Today Curbed sits down with NYC-based interior designer Robin Baron to discuss a two-bedroom pied-à-terre located in famed celeb-happy NYC condo building 15 Central Park West. One of several residences that the family owns, it's filled with Baron's bespoke touches, from the lighting to the wallcoverings to the window treatments.
Photos 1 through 7 by Phillip Ennis; photos 8 and 9 by Philip Ficks
Tell us about the inspiration for this apartment.
We were going for a very luxe, chic look that still maintains a calm and serene vibe. It’s a fine line between making something very luxe and very serene. They have teenage children who do visit the apartment, so we had to infuse a level of comfort and ease to meet all of their needs.

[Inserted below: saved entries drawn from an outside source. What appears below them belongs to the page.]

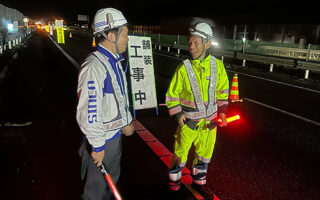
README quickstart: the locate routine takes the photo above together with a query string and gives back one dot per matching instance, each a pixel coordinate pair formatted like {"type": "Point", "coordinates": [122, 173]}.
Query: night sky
{"type": "Point", "coordinates": [153, 12]}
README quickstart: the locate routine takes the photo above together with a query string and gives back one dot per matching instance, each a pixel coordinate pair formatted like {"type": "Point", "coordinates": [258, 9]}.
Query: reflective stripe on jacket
{"type": "Point", "coordinates": [211, 82]}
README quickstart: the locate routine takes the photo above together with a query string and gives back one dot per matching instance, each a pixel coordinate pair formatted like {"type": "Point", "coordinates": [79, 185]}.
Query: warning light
{"type": "Point", "coordinates": [10, 27]}
{"type": "Point", "coordinates": [230, 119]}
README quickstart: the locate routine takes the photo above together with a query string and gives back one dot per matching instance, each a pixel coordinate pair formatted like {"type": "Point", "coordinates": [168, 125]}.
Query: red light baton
{"type": "Point", "coordinates": [229, 119]}
{"type": "Point", "coordinates": [110, 182]}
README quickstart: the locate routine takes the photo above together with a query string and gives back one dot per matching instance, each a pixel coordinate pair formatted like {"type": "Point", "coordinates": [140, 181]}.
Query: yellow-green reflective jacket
{"type": "Point", "coordinates": [197, 88]}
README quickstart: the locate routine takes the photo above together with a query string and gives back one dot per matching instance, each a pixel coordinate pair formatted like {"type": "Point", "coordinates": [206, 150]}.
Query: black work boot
{"type": "Point", "coordinates": [203, 190]}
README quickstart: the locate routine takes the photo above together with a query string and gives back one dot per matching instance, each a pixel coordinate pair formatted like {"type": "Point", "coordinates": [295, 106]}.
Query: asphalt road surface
{"type": "Point", "coordinates": [272, 152]}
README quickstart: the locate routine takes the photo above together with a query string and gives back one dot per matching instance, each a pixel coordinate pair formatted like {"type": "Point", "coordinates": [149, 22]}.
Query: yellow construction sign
{"type": "Point", "coordinates": [60, 35]}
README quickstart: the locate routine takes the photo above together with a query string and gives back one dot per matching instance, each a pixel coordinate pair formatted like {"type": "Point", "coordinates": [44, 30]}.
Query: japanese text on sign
{"type": "Point", "coordinates": [142, 73]}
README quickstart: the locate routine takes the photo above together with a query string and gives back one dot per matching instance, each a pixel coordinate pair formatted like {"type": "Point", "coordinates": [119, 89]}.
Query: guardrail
{"type": "Point", "coordinates": [235, 49]}
{"type": "Point", "coordinates": [9, 41]}
{"type": "Point", "coordinates": [264, 59]}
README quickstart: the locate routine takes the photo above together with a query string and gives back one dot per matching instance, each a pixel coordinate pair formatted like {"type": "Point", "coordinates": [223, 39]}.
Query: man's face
{"type": "Point", "coordinates": [123, 39]}
{"type": "Point", "coordinates": [195, 46]}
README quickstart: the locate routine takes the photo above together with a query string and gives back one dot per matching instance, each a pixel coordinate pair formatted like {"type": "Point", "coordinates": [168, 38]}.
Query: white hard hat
{"type": "Point", "coordinates": [202, 30]}
{"type": "Point", "coordinates": [106, 19]}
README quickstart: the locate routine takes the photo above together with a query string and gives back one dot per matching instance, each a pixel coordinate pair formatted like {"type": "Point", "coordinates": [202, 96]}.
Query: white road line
{"type": "Point", "coordinates": [285, 112]}
{"type": "Point", "coordinates": [66, 54]}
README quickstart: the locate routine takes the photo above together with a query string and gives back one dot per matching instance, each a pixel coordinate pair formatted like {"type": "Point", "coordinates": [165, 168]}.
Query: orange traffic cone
{"type": "Point", "coordinates": [94, 42]}
{"type": "Point", "coordinates": [234, 93]}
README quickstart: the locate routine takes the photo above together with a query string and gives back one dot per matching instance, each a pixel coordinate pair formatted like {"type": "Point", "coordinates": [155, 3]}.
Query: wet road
{"type": "Point", "coordinates": [268, 154]}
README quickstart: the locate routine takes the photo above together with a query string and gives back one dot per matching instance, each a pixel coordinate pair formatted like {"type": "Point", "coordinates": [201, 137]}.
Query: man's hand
{"type": "Point", "coordinates": [182, 120]}
{"type": "Point", "coordinates": [224, 120]}
{"type": "Point", "coordinates": [97, 157]}
{"type": "Point", "coordinates": [128, 130]}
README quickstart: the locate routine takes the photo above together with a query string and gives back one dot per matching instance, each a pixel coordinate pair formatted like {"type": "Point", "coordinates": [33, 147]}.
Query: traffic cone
{"type": "Point", "coordinates": [234, 93]}
{"type": "Point", "coordinates": [94, 42]}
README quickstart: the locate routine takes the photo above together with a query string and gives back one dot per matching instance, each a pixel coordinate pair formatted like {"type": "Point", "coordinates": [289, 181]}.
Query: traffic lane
{"type": "Point", "coordinates": [41, 83]}
{"type": "Point", "coordinates": [78, 46]}
{"type": "Point", "coordinates": [298, 101]}
{"type": "Point", "coordinates": [40, 161]}
{"type": "Point", "coordinates": [143, 174]}
{"type": "Point", "coordinates": [266, 154]}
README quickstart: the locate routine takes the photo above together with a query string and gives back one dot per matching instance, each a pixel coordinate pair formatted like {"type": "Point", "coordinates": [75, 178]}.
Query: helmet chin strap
{"type": "Point", "coordinates": [117, 38]}
{"type": "Point", "coordinates": [116, 41]}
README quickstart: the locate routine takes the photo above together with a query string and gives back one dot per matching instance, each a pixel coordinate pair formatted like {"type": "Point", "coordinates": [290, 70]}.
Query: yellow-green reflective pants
{"type": "Point", "coordinates": [203, 138]}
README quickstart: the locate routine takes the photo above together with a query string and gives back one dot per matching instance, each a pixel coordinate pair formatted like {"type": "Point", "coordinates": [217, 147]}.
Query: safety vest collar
{"type": "Point", "coordinates": [202, 110]}
{"type": "Point", "coordinates": [112, 58]}
{"type": "Point", "coordinates": [201, 63]}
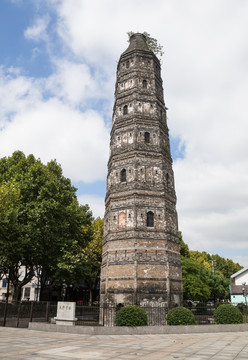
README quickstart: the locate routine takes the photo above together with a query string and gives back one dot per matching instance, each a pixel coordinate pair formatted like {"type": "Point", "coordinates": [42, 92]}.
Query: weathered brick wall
{"type": "Point", "coordinates": [141, 264]}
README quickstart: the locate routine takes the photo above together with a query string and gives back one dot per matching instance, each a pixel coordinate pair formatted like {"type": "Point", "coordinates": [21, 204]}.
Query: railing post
{"type": "Point", "coordinates": [31, 312]}
{"type": "Point", "coordinates": [18, 314]}
{"type": "Point", "coordinates": [47, 310]}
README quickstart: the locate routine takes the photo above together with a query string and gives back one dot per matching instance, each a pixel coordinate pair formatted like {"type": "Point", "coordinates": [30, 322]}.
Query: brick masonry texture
{"type": "Point", "coordinates": [141, 256]}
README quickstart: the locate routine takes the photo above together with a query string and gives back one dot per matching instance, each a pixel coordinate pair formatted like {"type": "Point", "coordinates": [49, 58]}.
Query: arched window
{"type": "Point", "coordinates": [144, 84]}
{"type": "Point", "coordinates": [123, 175]}
{"type": "Point", "coordinates": [150, 219]}
{"type": "Point", "coordinates": [122, 219]}
{"type": "Point", "coordinates": [125, 110]}
{"type": "Point", "coordinates": [147, 137]}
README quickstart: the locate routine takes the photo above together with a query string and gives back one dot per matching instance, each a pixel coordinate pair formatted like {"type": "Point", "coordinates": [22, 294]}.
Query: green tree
{"type": "Point", "coordinates": [152, 43]}
{"type": "Point", "coordinates": [219, 286]}
{"type": "Point", "coordinates": [82, 264]}
{"type": "Point", "coordinates": [195, 280]}
{"type": "Point", "coordinates": [46, 222]}
{"type": "Point", "coordinates": [184, 249]}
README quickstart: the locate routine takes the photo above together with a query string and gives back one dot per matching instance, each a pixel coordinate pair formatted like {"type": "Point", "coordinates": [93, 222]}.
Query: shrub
{"type": "Point", "coordinates": [243, 308]}
{"type": "Point", "coordinates": [201, 308]}
{"type": "Point", "coordinates": [228, 314]}
{"type": "Point", "coordinates": [131, 315]}
{"type": "Point", "coordinates": [180, 316]}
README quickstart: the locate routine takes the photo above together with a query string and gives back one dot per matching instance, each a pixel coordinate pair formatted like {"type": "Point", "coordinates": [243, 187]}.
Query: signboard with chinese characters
{"type": "Point", "coordinates": [66, 313]}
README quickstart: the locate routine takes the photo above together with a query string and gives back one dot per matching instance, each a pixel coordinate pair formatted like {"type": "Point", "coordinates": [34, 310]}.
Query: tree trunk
{"type": "Point", "coordinates": [91, 296]}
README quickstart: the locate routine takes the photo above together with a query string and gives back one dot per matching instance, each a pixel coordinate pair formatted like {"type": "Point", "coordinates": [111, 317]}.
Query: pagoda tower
{"type": "Point", "coordinates": [141, 254]}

What determined the pointed, cohesive color palette?
The client wanted a monochromatic feeling to keep the home cohesive and elegant. I interpreted that by incorporating subdued metallics and reflective surfaces throughout to add a little interest and a pop. For the kitchen backsplash, I used glass tiles inset in bronze to create a bit of movement and drama without going over the top; in the dining space, we created a custom hand-blown Venetian-glass wall sculpture with beautiful back lighting. The hallway got a stenciled silver-leaf wall treatment. Alone, many of the elements in the apartment may be interpreted as “over the top,” but in context with the overall design, they read chic yet understated. I always say that it's all about the balance. Isn’t everything in life?
Talk to us about other elements that you feel particularly stand out here.
I love the multi-functional coffee table in the living room that I designed and had made. Removable upholstered pieces allows the family the ultimate level of flexibility—the piece can alternate between a cushy ottoman where you can put your feet up and relax, to an open coffee table for entertaining. There are also built-in drawers to hide remotes, magazines, and other living room eyesores. I also love the wall unit in the same room. Although it’s particularly large, the custom piece lends the room perspective and gives it a focal point and the illusion that the room is larger than it is. I’m also a bit obsessed with the the custom tiled walls in the master bath that read like wallpaper. They open and brighten the space, creating the most luxurious ambience.
In what ways does this project reflect your work in general?
It reflects my work because my work is all about the client. It fit their specific wants and needs. It’s not their main residence so they wanted a chic, urban feel as opposed to their primary residence in the suburbs—that's more country. They wanted to feel that as they came into 15 Central Park West, they were receiving the ultimate Manhattan experience. That said, it deviates from my body of work because no two projects are really alike. I have an open palette; a blank canvas on every job. I never like to repeat myself. Because each project is about the client, the inspiration for each job will be different.
15 Central Park West is such a hallowed place in New York. Talk to us about the experience of designing within such a legendary building.
Because building is one of the most prestigious buildings in the city, we were lucky enough to work with a budget that allowed us to be creative and work out-of-the-box. Everything in this home was custom designed, custom made, and custom finished. The client wanted a sense of being pampered while here in the city. Both the building and our designs have achieved that for them.
Were there building restrictions placed on what you were allowed to do?
It is a strict building with many rules and regulations, so we just had to work within those parameters. For about a year of the year and a half that we were working on this project, we were overlapping with the building’s own construction. That made it challenging to have to navigate our workers with theirs in terms of freight elevators and things like that. The building's approval processes for certain things took quite a long time, too. For example, during the building construction, the client’s A/C system became filled with dust—in the end, it was cheaper to replace it than to have it cleaned. But getting that new A/C unit took months for the building to approve.
If you could choose other famous buildings to design in—in NYC or elsewhere—what comes to mind?
What’s great about this city is that the “best” buildings have personalities as distinct as their clientele?there is such a great mix of new construction and post-war/old buildings. And although I am lucky enough to work in some of the “best” buildings in the city, for me, again, it’s more about the client and less about the building. What would be a dream would be to take a raw warehouse, convert it into a residential space and create an open floorplan with an “industrial glam” vibe. I love the incongruity of mixing the more industrial elements like iron, rough surfaces, and reclaimed wood with glam details like glass, reflective surfaces, and luxurious fabrics to create a tough yet chic, elegant, and hip look.
What would you say was the biggest challenge about this project?
Although it was a new space, we did a significant amount of construction to customize it. We gutted the kitchen, all the bathrooms?almost the entire apartment. As always with construction, the challenge was staying on schedule.
And after the fact, would you change anything?
Every aspect of the project, every inch of the home, was thought out and thought through. So, the good news is, the clients were ecstatic with the results. I wouldn’t change that for the world!